Je me souviens du jour d'octobre où il fallait faire un numéro sur l'écrasement d'Egypt Air, dans lequel est mort Claude Masson, notre rédacteur en chef.

Je me souviens d'arriver dans la salle après l'écrasement du deuxième avion au World Trade Center. Philippe Cantin qui nous réunit tous, un journal imprimé à 13 h, avant de sauter en voiture et de partir vers les États-Unis.

Il y a eu quelques engueulades derrière des portes mal fermées ou en plein milieu de la salle, il y a eu des empoignades, il y a eu des pleurs.

Faut pas exagérer la métaphore de la grande famille, mais tout de même, on se connaît un peu, pas mal.
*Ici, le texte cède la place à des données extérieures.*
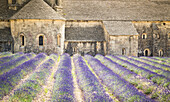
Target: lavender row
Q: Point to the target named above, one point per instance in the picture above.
(9, 58)
(156, 60)
(92, 89)
(5, 67)
(120, 87)
(33, 85)
(164, 67)
(139, 82)
(4, 54)
(12, 78)
(166, 59)
(147, 66)
(156, 78)
(63, 86)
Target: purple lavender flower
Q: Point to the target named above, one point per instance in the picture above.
(114, 82)
(28, 90)
(9, 58)
(92, 89)
(63, 86)
(11, 78)
(140, 82)
(5, 67)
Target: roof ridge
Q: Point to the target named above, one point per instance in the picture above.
(37, 9)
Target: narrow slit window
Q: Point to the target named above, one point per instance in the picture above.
(22, 38)
(56, 2)
(13, 1)
(123, 51)
(41, 40)
(161, 53)
(58, 39)
(144, 36)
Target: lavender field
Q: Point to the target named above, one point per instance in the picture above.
(62, 78)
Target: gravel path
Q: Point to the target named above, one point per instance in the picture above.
(77, 91)
(45, 95)
(6, 98)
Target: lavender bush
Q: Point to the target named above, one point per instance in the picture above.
(147, 66)
(89, 84)
(141, 83)
(5, 67)
(165, 67)
(156, 78)
(123, 89)
(63, 86)
(4, 54)
(29, 89)
(11, 78)
(9, 58)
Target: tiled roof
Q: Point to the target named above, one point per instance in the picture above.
(117, 10)
(120, 28)
(84, 31)
(37, 9)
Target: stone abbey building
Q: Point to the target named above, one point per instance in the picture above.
(118, 27)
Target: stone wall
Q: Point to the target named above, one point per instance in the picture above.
(32, 29)
(4, 24)
(85, 47)
(156, 37)
(6, 40)
(118, 43)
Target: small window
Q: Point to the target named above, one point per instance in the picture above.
(156, 36)
(41, 40)
(58, 39)
(123, 51)
(22, 39)
(161, 53)
(56, 2)
(146, 52)
(13, 1)
(144, 36)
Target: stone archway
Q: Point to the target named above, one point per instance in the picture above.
(146, 52)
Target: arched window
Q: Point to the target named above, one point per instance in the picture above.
(123, 51)
(156, 36)
(13, 1)
(41, 40)
(161, 53)
(144, 36)
(58, 39)
(56, 2)
(146, 52)
(22, 40)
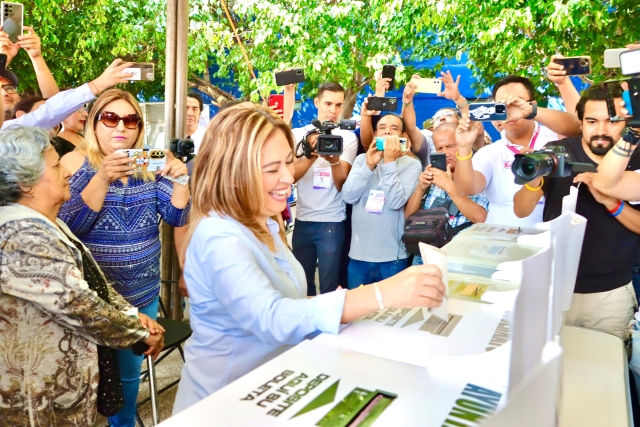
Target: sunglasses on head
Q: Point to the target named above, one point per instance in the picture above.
(111, 120)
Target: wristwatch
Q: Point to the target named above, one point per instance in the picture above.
(534, 111)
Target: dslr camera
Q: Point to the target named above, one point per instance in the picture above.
(550, 161)
(327, 144)
(182, 148)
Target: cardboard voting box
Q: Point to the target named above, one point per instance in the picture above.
(314, 384)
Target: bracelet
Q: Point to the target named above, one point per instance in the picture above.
(616, 211)
(528, 187)
(464, 158)
(378, 296)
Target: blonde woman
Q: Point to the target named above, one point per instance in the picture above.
(114, 212)
(248, 293)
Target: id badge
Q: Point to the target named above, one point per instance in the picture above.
(321, 178)
(375, 202)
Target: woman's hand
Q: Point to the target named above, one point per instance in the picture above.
(148, 323)
(156, 344)
(417, 286)
(115, 166)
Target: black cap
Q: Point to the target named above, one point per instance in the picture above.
(9, 75)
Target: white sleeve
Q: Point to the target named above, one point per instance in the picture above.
(483, 160)
(57, 108)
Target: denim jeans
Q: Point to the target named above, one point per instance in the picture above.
(130, 366)
(365, 273)
(319, 243)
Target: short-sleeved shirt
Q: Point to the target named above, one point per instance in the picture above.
(323, 204)
(609, 248)
(494, 163)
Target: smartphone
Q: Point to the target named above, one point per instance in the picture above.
(612, 57)
(12, 19)
(426, 85)
(142, 71)
(147, 160)
(630, 62)
(439, 161)
(389, 72)
(487, 111)
(382, 104)
(381, 139)
(290, 77)
(575, 65)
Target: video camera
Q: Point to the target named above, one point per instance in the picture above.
(550, 161)
(327, 144)
(629, 66)
(182, 148)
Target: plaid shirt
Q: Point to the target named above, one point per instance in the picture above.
(459, 219)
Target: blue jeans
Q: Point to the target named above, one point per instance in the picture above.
(319, 243)
(130, 366)
(365, 273)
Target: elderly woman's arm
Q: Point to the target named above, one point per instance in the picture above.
(39, 268)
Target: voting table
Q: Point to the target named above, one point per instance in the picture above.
(499, 356)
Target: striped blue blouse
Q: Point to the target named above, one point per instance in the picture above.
(124, 237)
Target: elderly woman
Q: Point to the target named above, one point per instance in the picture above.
(59, 315)
(115, 210)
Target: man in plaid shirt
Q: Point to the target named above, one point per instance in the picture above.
(441, 188)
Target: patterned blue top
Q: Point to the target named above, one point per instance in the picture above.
(124, 237)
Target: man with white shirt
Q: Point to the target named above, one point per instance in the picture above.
(527, 128)
(318, 235)
(192, 131)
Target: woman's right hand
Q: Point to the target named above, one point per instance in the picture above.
(417, 286)
(156, 344)
(115, 166)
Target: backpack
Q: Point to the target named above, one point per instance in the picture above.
(430, 226)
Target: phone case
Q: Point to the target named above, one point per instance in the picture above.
(612, 57)
(428, 85)
(147, 160)
(12, 20)
(382, 104)
(290, 77)
(487, 111)
(439, 161)
(575, 65)
(389, 72)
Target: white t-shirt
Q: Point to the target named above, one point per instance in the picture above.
(321, 204)
(494, 162)
(196, 137)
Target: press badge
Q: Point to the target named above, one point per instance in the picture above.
(321, 178)
(375, 202)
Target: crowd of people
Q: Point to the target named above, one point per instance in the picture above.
(80, 244)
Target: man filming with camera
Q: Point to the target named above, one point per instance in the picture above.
(319, 229)
(604, 298)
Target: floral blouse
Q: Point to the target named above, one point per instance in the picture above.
(51, 323)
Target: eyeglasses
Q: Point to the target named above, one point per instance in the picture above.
(111, 120)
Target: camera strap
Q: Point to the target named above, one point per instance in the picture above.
(532, 144)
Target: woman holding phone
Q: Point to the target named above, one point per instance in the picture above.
(114, 211)
(248, 293)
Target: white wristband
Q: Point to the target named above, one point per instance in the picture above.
(378, 296)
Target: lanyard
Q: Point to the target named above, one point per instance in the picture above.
(532, 144)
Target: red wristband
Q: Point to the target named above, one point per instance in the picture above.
(614, 210)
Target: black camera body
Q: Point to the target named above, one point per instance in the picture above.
(550, 161)
(182, 148)
(327, 144)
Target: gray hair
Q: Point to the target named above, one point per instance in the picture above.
(22, 161)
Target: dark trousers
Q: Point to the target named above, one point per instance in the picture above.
(319, 243)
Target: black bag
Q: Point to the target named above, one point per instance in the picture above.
(430, 226)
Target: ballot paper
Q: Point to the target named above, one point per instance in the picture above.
(434, 256)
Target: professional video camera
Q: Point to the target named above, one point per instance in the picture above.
(550, 161)
(327, 144)
(182, 148)
(629, 66)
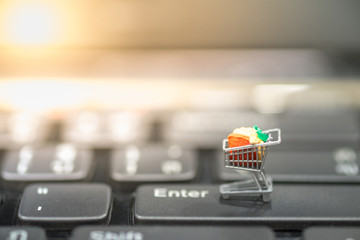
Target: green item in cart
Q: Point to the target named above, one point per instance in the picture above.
(263, 136)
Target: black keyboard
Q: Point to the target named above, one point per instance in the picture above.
(134, 175)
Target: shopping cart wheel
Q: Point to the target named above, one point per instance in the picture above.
(266, 197)
(225, 196)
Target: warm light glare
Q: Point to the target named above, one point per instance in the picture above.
(32, 23)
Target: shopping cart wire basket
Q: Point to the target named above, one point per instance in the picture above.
(250, 158)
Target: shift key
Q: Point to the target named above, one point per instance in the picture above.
(292, 207)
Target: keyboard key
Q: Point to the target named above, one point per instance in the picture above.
(104, 130)
(65, 205)
(333, 233)
(22, 233)
(153, 163)
(292, 206)
(339, 165)
(19, 128)
(62, 162)
(175, 233)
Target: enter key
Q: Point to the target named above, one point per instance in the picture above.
(292, 206)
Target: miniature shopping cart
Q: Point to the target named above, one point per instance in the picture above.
(250, 158)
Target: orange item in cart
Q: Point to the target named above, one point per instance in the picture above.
(238, 140)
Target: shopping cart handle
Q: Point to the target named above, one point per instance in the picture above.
(273, 140)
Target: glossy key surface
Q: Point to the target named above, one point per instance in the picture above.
(291, 207)
(175, 233)
(61, 162)
(153, 163)
(64, 205)
(22, 233)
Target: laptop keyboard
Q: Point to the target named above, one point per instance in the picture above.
(155, 175)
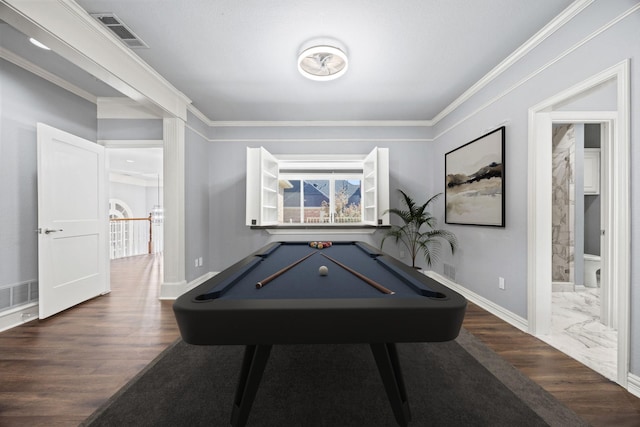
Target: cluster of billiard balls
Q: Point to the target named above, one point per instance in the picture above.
(320, 245)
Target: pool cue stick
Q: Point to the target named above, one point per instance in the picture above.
(279, 272)
(373, 283)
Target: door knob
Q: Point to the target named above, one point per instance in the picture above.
(49, 230)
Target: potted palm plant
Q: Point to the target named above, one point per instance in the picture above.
(418, 232)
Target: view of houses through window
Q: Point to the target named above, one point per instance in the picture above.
(322, 200)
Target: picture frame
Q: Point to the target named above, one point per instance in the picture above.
(474, 181)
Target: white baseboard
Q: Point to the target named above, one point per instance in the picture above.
(171, 291)
(18, 316)
(493, 308)
(633, 384)
(633, 381)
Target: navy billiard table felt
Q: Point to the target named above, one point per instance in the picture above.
(304, 281)
(303, 307)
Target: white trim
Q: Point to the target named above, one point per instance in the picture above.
(139, 180)
(618, 223)
(324, 123)
(174, 204)
(544, 67)
(41, 72)
(493, 308)
(72, 33)
(131, 143)
(171, 291)
(319, 140)
(558, 22)
(633, 385)
(18, 315)
(122, 108)
(320, 231)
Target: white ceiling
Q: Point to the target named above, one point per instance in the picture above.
(236, 60)
(409, 59)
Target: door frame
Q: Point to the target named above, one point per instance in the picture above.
(617, 213)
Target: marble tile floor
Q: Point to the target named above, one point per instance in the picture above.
(576, 330)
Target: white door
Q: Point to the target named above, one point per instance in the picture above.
(73, 262)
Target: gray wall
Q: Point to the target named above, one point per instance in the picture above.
(198, 233)
(24, 101)
(410, 169)
(489, 253)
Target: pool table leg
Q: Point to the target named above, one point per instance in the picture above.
(386, 356)
(253, 364)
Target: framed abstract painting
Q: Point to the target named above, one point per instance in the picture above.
(474, 182)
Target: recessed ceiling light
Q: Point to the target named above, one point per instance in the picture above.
(323, 62)
(37, 43)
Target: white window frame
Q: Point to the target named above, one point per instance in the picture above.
(264, 181)
(331, 177)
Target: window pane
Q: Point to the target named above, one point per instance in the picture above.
(316, 201)
(347, 201)
(291, 213)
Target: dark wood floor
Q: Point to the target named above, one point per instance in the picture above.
(56, 372)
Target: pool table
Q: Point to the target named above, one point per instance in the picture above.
(277, 295)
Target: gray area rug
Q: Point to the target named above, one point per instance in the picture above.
(458, 383)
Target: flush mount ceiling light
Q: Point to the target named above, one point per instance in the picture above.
(322, 62)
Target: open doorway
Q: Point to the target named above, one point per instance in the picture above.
(136, 201)
(581, 321)
(613, 83)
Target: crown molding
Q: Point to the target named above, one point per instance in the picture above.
(306, 123)
(558, 22)
(72, 33)
(41, 72)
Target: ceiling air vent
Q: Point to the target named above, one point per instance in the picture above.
(112, 22)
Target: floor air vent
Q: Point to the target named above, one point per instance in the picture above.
(124, 33)
(18, 294)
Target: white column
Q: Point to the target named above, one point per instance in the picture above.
(174, 283)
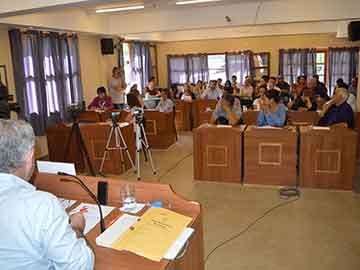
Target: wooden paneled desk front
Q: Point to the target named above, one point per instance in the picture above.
(270, 156)
(327, 157)
(296, 118)
(202, 111)
(110, 259)
(183, 117)
(217, 153)
(160, 129)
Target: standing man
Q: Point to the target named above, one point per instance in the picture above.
(212, 92)
(117, 87)
(36, 232)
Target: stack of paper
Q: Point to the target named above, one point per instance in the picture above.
(159, 233)
(91, 214)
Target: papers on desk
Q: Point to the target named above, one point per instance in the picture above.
(91, 214)
(65, 203)
(159, 233)
(320, 128)
(55, 167)
(133, 210)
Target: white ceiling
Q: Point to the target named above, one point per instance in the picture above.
(161, 20)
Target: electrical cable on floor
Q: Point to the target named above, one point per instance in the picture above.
(225, 242)
(175, 166)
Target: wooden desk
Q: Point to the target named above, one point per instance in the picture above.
(160, 129)
(250, 117)
(183, 119)
(270, 156)
(95, 136)
(202, 111)
(327, 158)
(110, 259)
(296, 118)
(217, 153)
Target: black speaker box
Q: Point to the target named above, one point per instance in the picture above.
(107, 46)
(354, 31)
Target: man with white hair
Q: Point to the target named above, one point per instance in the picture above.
(36, 232)
(337, 110)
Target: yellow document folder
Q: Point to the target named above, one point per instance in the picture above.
(153, 235)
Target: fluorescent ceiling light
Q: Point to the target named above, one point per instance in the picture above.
(189, 2)
(104, 10)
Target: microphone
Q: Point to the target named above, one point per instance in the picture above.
(92, 195)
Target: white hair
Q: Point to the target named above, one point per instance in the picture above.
(16, 140)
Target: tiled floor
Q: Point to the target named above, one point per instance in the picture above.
(319, 231)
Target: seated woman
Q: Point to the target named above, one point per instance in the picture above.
(257, 102)
(272, 112)
(188, 95)
(136, 92)
(226, 112)
(303, 103)
(102, 101)
(165, 104)
(337, 110)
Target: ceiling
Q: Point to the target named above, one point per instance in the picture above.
(162, 20)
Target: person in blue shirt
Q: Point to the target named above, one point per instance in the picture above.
(272, 112)
(337, 110)
(36, 232)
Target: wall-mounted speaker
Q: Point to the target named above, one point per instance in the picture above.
(354, 31)
(107, 46)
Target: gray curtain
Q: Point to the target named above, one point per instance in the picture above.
(197, 68)
(47, 76)
(296, 62)
(343, 63)
(177, 69)
(141, 63)
(239, 64)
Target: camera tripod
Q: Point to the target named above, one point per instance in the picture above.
(141, 144)
(120, 144)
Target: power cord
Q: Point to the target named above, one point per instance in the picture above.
(175, 166)
(225, 242)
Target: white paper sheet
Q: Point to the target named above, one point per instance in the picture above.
(55, 167)
(91, 214)
(116, 230)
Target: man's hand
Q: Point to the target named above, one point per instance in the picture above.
(77, 222)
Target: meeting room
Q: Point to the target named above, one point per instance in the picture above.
(179, 134)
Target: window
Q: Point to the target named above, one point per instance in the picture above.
(261, 64)
(320, 63)
(177, 69)
(216, 66)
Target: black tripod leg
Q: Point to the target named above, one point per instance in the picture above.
(83, 149)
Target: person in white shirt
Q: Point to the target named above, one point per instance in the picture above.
(165, 104)
(117, 87)
(247, 89)
(212, 92)
(36, 232)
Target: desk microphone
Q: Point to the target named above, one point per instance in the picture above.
(92, 195)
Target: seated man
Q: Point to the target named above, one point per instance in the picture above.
(212, 92)
(303, 103)
(36, 231)
(226, 112)
(337, 110)
(272, 112)
(102, 101)
(165, 104)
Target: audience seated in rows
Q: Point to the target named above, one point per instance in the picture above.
(102, 101)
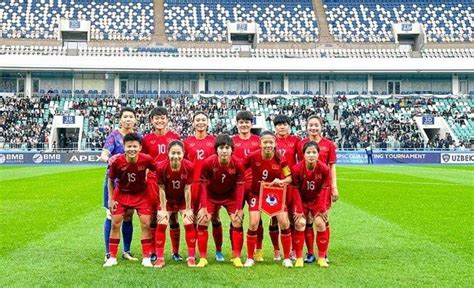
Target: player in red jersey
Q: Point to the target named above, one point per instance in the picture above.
(327, 155)
(267, 165)
(312, 179)
(245, 143)
(286, 146)
(222, 177)
(175, 177)
(130, 193)
(197, 148)
(155, 144)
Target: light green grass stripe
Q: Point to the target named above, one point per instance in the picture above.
(446, 175)
(366, 251)
(34, 171)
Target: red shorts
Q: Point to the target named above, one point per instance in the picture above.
(152, 191)
(247, 192)
(195, 196)
(139, 202)
(252, 201)
(175, 206)
(311, 207)
(230, 206)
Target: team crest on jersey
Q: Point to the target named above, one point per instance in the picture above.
(271, 200)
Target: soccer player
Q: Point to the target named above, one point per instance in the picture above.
(327, 155)
(114, 146)
(155, 144)
(267, 166)
(129, 170)
(175, 177)
(222, 177)
(245, 143)
(197, 148)
(312, 180)
(286, 147)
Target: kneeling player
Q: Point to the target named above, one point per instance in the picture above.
(312, 178)
(222, 177)
(268, 166)
(130, 170)
(175, 177)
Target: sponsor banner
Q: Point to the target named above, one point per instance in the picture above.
(457, 158)
(386, 157)
(39, 158)
(406, 158)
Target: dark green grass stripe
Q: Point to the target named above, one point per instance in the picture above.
(365, 251)
(441, 212)
(33, 207)
(425, 173)
(34, 171)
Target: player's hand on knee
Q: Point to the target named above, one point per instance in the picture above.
(189, 215)
(203, 216)
(334, 195)
(112, 205)
(162, 217)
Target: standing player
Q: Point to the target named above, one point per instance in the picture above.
(197, 148)
(114, 146)
(327, 155)
(245, 143)
(312, 179)
(267, 166)
(130, 170)
(175, 177)
(286, 147)
(155, 144)
(222, 177)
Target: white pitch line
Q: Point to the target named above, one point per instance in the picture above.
(399, 182)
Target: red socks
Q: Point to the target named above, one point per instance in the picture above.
(238, 240)
(322, 240)
(260, 235)
(298, 242)
(309, 238)
(217, 235)
(285, 237)
(274, 235)
(203, 236)
(146, 247)
(190, 235)
(160, 239)
(251, 243)
(113, 247)
(175, 236)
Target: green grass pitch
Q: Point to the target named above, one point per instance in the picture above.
(394, 226)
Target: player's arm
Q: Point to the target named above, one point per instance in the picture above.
(110, 189)
(334, 191)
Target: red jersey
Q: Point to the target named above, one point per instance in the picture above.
(174, 181)
(197, 150)
(243, 148)
(265, 170)
(287, 148)
(223, 182)
(327, 150)
(313, 185)
(157, 145)
(131, 176)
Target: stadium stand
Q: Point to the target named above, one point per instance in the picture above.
(371, 21)
(206, 20)
(110, 20)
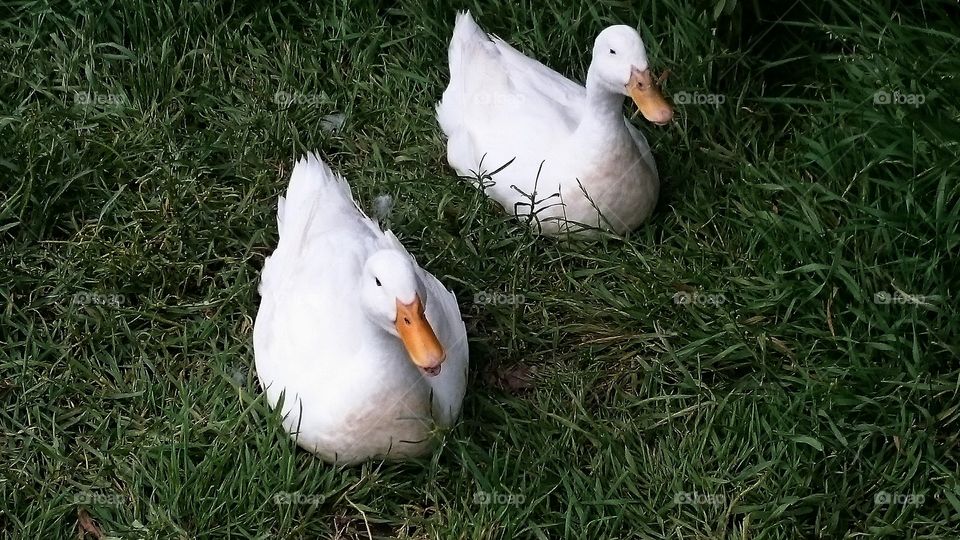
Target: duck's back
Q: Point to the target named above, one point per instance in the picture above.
(501, 105)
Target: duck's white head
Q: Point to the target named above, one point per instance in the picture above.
(620, 65)
(395, 300)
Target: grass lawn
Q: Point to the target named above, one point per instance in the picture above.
(775, 355)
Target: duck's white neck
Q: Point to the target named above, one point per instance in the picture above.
(602, 120)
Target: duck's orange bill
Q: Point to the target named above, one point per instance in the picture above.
(648, 98)
(417, 335)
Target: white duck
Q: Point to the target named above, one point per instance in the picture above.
(546, 140)
(352, 332)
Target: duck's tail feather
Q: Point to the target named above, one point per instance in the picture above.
(314, 191)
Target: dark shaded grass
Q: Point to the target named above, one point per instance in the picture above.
(781, 407)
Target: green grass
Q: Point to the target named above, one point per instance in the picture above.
(783, 403)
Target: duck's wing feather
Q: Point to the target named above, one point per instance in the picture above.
(501, 105)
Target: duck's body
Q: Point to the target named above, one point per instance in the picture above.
(567, 148)
(350, 389)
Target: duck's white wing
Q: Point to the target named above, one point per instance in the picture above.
(302, 279)
(502, 105)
Et il me semble que comme groupe d'êtres humains qui ne se sont pas choisis, pour vous résumer ça vite fait, on s'entend un peu au-dessus de la moyenne, des fois même on s'aime.

Me revient le jour d'octobre où la plus belle fille et la plus gentille qu'on ait vu entrer à La Presse est arrivée. J'étais assis juste derrière. Je m'en souviens, on a fait trois enfants ensemble.

Demain, j'entrerai dans la nouvelle salle et j'ouvrirai mes boîtes qu'on aura déménagées. J'emporte avec moi tout le reste, tout ce qui n'y entre pas.